Dr. Peter Marks, head of the FDA’s division of vaccines, said children face an increased risk of exposure to the virus as they return to school in person and families return to their pre-pandemic lives.
Although Covid is generally less severe in children than adults, children are being hospitalized with the disease, Marks said. Health officials are also concerned about the potential risk of long-term Covid even in children who have had mild illness from the virus, he said.
“We encourage parents to consider primary vaccination for children and follow-up with an updated booster dose when eligible,” Marks said.
The FDA hopes that the new boosters, which target the dominant subvariant of omicron BA.5, will provide substantially better protection against infection and disease compared to the first generation of Covid vaccines.

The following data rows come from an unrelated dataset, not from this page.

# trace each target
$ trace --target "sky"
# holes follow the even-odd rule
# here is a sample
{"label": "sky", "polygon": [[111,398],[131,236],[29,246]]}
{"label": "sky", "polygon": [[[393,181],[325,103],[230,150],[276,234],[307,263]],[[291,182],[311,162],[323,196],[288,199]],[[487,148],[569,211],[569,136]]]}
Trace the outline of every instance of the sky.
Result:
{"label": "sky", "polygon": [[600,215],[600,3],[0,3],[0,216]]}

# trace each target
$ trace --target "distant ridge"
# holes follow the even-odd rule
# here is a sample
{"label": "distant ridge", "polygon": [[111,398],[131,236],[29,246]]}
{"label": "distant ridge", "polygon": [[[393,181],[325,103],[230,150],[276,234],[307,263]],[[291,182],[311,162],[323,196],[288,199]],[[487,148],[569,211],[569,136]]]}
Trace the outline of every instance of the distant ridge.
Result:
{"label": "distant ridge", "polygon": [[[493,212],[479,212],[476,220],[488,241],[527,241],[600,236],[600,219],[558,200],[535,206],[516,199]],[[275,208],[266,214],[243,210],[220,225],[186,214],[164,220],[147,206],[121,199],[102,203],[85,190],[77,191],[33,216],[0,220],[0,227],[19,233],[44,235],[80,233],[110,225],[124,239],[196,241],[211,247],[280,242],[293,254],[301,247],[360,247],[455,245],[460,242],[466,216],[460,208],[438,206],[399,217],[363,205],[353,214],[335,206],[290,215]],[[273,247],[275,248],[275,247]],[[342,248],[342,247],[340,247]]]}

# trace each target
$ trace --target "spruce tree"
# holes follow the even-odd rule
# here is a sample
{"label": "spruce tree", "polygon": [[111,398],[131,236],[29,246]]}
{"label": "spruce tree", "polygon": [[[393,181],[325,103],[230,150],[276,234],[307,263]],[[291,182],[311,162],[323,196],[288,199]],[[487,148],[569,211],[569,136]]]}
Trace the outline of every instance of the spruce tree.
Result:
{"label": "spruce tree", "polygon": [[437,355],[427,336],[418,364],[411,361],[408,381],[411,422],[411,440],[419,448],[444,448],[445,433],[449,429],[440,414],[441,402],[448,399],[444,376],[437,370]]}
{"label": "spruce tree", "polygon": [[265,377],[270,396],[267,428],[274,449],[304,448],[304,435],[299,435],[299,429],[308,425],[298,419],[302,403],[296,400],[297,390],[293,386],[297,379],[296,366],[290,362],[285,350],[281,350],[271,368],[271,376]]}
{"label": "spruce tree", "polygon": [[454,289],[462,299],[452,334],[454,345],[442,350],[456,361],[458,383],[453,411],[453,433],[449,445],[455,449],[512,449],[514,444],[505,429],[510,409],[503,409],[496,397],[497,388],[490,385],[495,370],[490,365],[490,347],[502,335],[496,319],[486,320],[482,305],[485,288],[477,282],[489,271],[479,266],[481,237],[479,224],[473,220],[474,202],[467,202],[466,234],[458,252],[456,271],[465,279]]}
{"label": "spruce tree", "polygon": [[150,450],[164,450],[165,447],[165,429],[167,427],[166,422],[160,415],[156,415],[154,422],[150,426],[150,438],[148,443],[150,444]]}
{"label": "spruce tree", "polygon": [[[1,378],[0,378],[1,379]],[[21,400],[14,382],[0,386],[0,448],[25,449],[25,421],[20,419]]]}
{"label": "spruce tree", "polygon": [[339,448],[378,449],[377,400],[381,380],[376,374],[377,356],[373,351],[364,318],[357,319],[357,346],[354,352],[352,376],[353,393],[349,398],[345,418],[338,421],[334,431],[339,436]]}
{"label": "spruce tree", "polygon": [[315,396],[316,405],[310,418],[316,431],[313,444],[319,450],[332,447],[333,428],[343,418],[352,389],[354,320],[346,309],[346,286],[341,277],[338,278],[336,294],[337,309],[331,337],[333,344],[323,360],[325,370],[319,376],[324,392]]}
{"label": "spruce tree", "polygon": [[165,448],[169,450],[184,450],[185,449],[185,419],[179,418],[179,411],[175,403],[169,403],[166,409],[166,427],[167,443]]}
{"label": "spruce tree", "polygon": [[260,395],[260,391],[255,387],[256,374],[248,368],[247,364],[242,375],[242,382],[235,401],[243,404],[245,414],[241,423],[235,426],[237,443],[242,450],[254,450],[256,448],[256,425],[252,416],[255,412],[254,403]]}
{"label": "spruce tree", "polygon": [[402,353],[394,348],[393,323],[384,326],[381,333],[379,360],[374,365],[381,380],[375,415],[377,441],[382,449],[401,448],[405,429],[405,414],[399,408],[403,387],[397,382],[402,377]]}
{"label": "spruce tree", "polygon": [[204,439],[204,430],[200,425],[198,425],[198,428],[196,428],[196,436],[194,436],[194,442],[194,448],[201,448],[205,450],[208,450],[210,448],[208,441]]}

The FDA approved the BA.5 shots for children without direct human data on their effectiveness. The agency deleted boosters based on adult data from a similar download targeting the omicron BA.1 subvariable. The agency also reviewed clinical studies in children who received the original vaccines as boosters.
The new boosters target omicron BA.5 as well as the original strain of Covid that first emerged in Wuhan, China in 2019. The FDA hopes the vaccines will provide durable protection even as the virus continues to evolve because they cover a wide spectrum mutations.
The first generation of Covid shots were developed in 2020 to target the original strain of Covid. They no longer provide substantial protection against infection and mild disease because they don’t match the dominant micron variant, which has mutated to avoid the antibodies that prevent the virus from invading human cells.
More than 11 million Americans age 12 and older have received the new booster shots so far, according to CDC data.
It’s unclear how much demand parents will have for the new plans. Just under 50% of people aged 5 years and older received a booster shot with the first generation of vaccines.